2. Import Data using the SDK

Clickable Div Import data from AWS Import data from Azure Import data from GCP Import data from OTC

Upload private cloud data

All types of data (videos, images, image groups, image sequences, and DICOM) from a private cloud are added to a Dataset in the exact same way.

Use the script below to upload your private cloud data to a specified Dataset.

The script has several possible outputs:

  • "Upload is still in progress, try again later!": The upload has not finished. Run this script again later to check if the upload has finished.

  • "Upload completed": The upload completed. If any files failed to upload, the URLs are listed.

  • "Upload failed": The entire upload failed, and not just individual files. Ensure your JSON file is formatted correctly.


# Import dependencies
from encord import EncordUserClient
from encord.orm.dataset import LongPollingStatus

# Instantiate user client. Replace <private_key_path> with the path to your private key
user_client = EncordUserClient.create_with_ssh_private_key(ssh_private_key_path="<private_key_path>")

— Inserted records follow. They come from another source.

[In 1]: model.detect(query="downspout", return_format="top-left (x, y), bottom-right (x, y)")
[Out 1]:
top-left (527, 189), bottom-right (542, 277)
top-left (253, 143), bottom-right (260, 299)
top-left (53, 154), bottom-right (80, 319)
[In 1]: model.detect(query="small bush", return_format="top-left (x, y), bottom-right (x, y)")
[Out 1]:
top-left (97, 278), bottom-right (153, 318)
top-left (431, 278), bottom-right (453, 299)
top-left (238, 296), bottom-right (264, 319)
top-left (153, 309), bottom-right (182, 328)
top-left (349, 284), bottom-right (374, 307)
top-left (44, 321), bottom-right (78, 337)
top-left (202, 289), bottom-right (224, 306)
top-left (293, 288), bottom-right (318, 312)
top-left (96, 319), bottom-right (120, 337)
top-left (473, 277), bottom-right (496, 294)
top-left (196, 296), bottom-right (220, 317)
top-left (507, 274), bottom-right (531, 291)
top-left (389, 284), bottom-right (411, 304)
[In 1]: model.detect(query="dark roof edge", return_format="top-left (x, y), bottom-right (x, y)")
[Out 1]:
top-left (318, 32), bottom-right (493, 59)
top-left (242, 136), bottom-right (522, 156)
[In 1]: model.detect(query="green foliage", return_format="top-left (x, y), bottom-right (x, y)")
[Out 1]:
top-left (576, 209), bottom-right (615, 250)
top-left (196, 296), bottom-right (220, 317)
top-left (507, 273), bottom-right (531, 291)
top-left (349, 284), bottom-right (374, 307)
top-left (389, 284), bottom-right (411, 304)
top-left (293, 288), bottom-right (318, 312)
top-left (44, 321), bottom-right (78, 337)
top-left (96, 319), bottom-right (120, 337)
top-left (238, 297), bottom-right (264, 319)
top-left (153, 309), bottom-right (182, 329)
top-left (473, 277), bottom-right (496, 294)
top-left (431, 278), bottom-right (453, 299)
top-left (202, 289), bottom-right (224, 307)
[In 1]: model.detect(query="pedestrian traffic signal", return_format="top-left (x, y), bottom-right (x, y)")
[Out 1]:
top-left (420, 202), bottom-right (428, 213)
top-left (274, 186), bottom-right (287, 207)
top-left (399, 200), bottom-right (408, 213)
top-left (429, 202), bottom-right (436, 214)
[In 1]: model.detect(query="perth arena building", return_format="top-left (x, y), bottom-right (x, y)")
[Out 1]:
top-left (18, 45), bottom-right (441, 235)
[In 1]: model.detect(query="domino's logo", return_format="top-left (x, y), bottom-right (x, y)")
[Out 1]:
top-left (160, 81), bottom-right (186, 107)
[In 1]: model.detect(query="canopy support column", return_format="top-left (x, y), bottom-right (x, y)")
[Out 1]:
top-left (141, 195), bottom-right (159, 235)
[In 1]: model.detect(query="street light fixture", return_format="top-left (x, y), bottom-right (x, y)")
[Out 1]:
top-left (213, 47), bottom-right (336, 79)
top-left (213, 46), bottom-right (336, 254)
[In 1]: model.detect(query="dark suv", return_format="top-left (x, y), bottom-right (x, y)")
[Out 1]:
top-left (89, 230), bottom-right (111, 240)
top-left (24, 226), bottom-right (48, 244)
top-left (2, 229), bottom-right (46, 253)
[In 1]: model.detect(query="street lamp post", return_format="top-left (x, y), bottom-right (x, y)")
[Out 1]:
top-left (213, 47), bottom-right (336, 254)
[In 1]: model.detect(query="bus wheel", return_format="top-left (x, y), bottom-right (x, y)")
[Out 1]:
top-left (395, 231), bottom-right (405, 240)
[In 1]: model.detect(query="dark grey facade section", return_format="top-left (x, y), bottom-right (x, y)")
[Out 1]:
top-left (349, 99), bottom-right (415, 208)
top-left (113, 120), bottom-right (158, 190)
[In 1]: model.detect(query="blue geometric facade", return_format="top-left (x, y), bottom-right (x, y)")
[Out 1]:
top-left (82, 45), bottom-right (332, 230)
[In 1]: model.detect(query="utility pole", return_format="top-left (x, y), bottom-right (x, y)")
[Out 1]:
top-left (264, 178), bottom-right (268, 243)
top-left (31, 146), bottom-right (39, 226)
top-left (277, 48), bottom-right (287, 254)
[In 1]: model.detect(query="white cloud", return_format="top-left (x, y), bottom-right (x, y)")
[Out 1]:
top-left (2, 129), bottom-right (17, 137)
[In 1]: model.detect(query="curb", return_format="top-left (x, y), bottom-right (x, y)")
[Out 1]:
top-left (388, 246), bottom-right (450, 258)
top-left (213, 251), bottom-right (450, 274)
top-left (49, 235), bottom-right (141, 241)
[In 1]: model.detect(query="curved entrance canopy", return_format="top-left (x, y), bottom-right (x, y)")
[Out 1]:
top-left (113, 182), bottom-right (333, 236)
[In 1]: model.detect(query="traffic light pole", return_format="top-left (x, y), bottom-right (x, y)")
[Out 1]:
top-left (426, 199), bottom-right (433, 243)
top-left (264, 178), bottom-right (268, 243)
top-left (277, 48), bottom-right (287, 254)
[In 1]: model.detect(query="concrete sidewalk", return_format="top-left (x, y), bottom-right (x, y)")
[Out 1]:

# Specify the dataset you want to upload data to by replacing <dataset_hash> with the dataset hash
dataset = user_client.get_dataset("<dataset_hash>")

# Specify the integration you want to upload data to by replacing <integration_title> with the integration title
integrations = user_client.get_cloud_integrations()
integration_idx = [i.title for i in integrations].index("<integration_title>")
integration = integrations[integration_idx].id

# Initiate cloud data upload. Replace path/to/json/file.json with the path to your JSON file
upload_job_id = dataset.add_private_data_to_dataset_start(
    integration, "path/to/json/file.json", ignore_errors=True
)

# timeout_seconds determines how long the code will wait after initiating upload until continuing and checking upload status
res = dataset.add_private_data_to_dataset_get_result(upload_job_id, timeout_seconds=5)
print(f"Execution result: {res}")

if res.status == LongPollingStatus.PENDING:
    print("Upload is still in progress, try again later!")
elif res.status == LongPollingStatus.DONE:
    print("Upload completed")
else:
    print(f"Upload failed: {res.errors}")
add_private_data_to_dataset job started with upload_job_id=c4026edb-4fw2-40a0-8f05-a1af7f465727.
SDK process can be terminated, this will not affect successful job execution.
You can follow the progress in the web app via notifications.
add_private_data_to_dataset job completed with upload_job_id=c4026edb-4fw2-40a0-8f05-a1af7f465727.
Execution result: DatasetDataLongPolling(status=<LongPollingStatus.DONE: 'DONE'>, data_hashes_with_titles=[DatasetDataInfo(data_hash='cd42333d-8014-46q7-837b-5bf68b9b5', title='funny_image.jpg')], errors=[], units_pending_count=0, units_done_count=1, units_error_count=0)
Upload completed

Check data upload

If the code returns "Upload is still in progress, try again later!", run the following code to query the Encord server again. Ensure that you replace <upload_job_id> with the output by the previous code. In the example above upload_job_id=c4026edb-4fw2-40a0-8f05-a1af7f465727.

The script has several possible outputs:

  • "Upload is still in progress, try again later!": The upload has not finished. Run this script again later to check if the upload has finished.

  • "Upload completed": The upload completed. If any files failed to upload, the URLs are listed.

  • "Upload failed": The entire upload failed, and not just individual files. Ensure your JSON file is formatted correctly.

# Import dependencies
from encord import EncordUserClient
from encord.orm.dataset import LongPollingStatus

upload_job_id = <upload_job_id>

# Authenticate with Encord using the path to your private key. 
user_client = EncordUserClient.create_with_ssh_private_key(
    ssh_private_key_path="<private_key_path>"
    )

# Specify the dataset you want to upload data to by replacing <dataset_hash> with the dataset hash
dataset = user_client.get_dataset("<dataset_hash>")

res = dataset.add_private_data_to_dataset_get_result(upload_job_id, timeout_seconds=5)
print(f"Execution result: {res}")

if res.status == LongPollingStatus.PENDING:
    print("Upload is still in progress, try again later!")
elif res.status == LongPollingStatus.DONE:
    print("Upload completed")
    if res.data_unit_errors:
        print("The following URLs failed to upload:")
        for e in res.data_unit_errors:
            print(e.object_urls)
else:
    print(f"Upload failed: {res.errors}")

👍

Tip

Omitting the timeout_seconds argument from the add_private_data_to_dataset_get_result() method performs status checks until the status upload has finished.